Adam Nicholson settled in Grantham Township, near the town of St. Catharines. Several other Black families lived near the small hamlet of McNab on Eight Mile Creek. Many had fled slavery in Maryland and Virginia. Adam and the other men earned a living by hiring themselves out to work on local farms. In 1868, Adam purchased two acres of land on Church Road from Alonzo and Sarah Bissell for $100. He built a two-storey home on the property.

A neighbour of Adam was John Amos, who had escaped from slavery in Maryland. He was a very pious man, and held prayer meetings in his home every Sunday evening. John Amos had four sons and one daughter, Mary. Mary had been born in New York State about 1846.

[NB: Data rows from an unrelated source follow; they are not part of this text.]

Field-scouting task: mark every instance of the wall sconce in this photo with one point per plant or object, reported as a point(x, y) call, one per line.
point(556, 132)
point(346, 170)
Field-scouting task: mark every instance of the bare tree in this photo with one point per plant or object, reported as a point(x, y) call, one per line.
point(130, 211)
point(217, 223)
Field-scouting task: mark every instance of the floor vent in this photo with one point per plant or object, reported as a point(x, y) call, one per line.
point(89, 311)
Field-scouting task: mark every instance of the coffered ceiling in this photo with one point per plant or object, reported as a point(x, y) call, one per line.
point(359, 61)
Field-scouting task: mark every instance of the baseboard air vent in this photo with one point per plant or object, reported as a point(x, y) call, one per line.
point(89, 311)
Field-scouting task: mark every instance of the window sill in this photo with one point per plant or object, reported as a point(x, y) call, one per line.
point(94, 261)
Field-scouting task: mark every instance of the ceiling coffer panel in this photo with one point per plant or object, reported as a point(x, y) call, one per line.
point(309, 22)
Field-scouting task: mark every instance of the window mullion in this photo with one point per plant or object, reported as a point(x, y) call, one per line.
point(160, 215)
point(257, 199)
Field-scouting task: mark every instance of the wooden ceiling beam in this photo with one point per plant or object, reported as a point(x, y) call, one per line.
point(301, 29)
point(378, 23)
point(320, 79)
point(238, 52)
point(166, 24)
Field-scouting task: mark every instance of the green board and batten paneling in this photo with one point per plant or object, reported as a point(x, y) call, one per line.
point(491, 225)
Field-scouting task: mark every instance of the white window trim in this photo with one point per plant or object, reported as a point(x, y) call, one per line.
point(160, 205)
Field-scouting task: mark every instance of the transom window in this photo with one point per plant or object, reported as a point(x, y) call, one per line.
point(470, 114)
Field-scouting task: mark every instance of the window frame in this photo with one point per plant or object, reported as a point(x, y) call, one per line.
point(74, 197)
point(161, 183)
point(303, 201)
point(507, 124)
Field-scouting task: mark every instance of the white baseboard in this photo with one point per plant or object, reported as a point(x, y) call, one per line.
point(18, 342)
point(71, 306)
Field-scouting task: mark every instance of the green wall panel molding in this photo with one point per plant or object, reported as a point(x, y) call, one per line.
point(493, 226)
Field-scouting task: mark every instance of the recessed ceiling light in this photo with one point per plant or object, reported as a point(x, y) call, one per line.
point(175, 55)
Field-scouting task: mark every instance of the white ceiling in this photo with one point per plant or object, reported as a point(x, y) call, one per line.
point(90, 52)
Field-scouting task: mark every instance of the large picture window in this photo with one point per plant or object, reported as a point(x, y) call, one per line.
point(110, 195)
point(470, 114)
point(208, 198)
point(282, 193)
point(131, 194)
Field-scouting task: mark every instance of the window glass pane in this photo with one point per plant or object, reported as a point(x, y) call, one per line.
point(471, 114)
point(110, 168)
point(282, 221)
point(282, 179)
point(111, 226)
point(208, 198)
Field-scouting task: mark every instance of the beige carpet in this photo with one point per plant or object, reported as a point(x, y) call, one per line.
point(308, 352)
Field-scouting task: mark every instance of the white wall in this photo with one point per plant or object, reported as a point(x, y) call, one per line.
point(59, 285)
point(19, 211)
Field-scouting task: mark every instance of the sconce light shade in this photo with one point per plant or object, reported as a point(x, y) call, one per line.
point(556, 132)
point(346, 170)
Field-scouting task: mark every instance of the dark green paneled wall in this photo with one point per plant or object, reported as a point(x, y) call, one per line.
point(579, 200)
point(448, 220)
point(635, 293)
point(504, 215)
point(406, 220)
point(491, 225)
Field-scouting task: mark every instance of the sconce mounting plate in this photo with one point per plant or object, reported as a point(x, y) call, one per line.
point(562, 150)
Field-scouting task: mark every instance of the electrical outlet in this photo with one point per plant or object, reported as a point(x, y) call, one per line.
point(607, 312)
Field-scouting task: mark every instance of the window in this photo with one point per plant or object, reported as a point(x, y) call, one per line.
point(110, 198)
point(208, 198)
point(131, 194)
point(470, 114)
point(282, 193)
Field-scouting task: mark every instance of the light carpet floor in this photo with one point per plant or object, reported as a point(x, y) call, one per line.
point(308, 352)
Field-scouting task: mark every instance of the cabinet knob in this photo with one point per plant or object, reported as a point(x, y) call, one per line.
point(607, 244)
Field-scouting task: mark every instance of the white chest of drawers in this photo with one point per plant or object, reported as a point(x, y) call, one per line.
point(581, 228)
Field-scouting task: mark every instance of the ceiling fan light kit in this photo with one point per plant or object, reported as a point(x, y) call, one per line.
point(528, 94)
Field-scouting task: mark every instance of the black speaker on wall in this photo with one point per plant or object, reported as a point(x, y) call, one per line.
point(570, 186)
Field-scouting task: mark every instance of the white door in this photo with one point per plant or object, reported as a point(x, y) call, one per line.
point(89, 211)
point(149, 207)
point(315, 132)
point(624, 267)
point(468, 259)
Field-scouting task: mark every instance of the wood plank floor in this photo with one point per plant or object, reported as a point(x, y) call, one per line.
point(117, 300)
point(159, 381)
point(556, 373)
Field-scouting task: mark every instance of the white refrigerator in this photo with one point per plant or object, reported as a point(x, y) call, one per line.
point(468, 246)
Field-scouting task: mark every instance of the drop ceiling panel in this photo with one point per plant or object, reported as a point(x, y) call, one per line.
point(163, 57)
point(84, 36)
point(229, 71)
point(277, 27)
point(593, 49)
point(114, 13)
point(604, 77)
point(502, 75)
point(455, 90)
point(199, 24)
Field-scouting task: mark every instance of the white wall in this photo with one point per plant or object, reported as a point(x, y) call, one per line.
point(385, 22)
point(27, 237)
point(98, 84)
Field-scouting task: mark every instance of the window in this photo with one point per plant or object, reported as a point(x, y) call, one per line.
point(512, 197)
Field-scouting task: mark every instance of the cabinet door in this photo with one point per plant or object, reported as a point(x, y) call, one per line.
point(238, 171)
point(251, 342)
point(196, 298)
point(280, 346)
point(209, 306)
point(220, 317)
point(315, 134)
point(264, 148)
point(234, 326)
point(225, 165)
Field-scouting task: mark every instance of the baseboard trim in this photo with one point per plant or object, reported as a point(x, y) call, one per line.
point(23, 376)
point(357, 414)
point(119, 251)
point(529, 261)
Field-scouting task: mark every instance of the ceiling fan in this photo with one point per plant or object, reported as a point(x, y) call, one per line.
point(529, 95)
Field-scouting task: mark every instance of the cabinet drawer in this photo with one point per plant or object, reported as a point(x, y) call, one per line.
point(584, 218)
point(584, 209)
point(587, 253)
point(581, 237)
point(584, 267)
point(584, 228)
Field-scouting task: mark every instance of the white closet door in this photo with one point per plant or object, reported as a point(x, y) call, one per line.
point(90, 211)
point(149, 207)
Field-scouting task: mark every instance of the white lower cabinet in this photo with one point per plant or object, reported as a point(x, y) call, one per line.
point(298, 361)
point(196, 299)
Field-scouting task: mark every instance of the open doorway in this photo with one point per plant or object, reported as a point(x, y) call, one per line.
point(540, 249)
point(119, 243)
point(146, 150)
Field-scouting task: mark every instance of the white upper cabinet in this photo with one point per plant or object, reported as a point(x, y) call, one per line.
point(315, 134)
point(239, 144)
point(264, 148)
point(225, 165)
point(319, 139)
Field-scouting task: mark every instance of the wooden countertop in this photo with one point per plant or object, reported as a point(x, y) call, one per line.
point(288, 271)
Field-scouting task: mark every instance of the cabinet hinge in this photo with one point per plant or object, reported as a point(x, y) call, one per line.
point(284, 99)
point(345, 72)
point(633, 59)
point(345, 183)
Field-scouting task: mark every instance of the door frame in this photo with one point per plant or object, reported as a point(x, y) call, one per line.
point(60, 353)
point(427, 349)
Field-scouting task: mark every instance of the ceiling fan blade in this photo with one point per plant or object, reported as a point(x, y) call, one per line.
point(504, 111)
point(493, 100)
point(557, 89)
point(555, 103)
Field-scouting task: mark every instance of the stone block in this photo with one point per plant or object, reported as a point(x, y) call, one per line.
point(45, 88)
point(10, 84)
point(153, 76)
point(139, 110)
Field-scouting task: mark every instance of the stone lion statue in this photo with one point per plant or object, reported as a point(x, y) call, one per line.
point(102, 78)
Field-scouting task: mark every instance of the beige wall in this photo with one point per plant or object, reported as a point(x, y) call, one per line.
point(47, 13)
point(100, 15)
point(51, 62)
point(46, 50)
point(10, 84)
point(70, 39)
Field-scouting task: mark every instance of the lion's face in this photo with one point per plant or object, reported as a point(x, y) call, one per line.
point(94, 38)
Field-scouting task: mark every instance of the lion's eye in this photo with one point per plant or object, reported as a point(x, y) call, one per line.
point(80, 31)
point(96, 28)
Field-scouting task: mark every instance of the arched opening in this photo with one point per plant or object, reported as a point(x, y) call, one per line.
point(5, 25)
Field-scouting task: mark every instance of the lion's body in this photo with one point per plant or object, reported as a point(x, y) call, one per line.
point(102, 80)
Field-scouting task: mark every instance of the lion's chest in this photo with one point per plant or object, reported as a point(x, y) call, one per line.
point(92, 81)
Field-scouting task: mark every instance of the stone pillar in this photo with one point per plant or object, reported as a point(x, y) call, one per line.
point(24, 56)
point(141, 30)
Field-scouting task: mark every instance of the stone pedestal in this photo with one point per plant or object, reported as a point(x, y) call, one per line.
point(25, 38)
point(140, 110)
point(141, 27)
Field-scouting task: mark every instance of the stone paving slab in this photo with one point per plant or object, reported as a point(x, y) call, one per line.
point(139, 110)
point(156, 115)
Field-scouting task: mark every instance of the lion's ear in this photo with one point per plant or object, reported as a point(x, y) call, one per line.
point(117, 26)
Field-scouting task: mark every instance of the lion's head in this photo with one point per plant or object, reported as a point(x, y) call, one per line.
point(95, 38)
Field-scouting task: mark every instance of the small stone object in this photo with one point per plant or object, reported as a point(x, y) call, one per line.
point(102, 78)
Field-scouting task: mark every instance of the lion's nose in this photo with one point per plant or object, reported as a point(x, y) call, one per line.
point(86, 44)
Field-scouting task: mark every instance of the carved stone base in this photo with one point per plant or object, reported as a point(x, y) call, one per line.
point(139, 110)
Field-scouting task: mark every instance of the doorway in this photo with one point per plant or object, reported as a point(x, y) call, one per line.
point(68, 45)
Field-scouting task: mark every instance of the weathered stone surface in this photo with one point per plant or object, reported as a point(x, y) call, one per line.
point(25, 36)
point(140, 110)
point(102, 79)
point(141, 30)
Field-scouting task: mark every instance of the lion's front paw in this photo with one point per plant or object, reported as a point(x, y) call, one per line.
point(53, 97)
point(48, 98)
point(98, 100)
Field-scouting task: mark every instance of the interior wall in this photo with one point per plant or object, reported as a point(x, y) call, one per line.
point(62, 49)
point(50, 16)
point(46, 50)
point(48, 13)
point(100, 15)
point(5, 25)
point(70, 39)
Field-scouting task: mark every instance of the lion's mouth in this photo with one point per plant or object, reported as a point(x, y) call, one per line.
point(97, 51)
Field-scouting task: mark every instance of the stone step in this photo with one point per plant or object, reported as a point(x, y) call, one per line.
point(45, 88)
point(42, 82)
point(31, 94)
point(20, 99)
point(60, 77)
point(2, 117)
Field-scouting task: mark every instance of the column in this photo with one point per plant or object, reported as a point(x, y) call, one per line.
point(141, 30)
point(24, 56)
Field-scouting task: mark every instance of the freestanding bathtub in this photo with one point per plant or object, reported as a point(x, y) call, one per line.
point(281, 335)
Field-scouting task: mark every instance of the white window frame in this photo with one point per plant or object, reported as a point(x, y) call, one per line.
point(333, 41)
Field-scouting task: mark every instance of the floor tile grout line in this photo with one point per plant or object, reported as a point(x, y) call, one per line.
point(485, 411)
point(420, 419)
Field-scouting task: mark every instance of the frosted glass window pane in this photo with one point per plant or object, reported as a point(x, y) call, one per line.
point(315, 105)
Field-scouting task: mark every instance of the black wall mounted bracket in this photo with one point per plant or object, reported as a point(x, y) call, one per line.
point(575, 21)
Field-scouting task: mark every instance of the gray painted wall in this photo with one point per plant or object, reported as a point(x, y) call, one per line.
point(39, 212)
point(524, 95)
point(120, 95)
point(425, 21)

Adam Nicholson and Mary Amos were married in St Catharines on March 26, 1874. They raised four children, John, Nellie, Alexander, and Tempie, on the farm on Church Road. Many of Adam and Mary’s 23 grandchildren were also born and raised in the house that Adam built. Adam Nicholson died on January 13, 1911, and was buried at McNab Church Cemetery. His wife, Mary, died on May 9, 1918.

Escaping from slavery took tremendous courage. Runaways who were caught were brutally punished. By daring to leave slavery and come to Canada, Adam showed how the human spirit can overcome obstacles. He prepared the way for his children and their descendants to lead full and productive lives in Canada.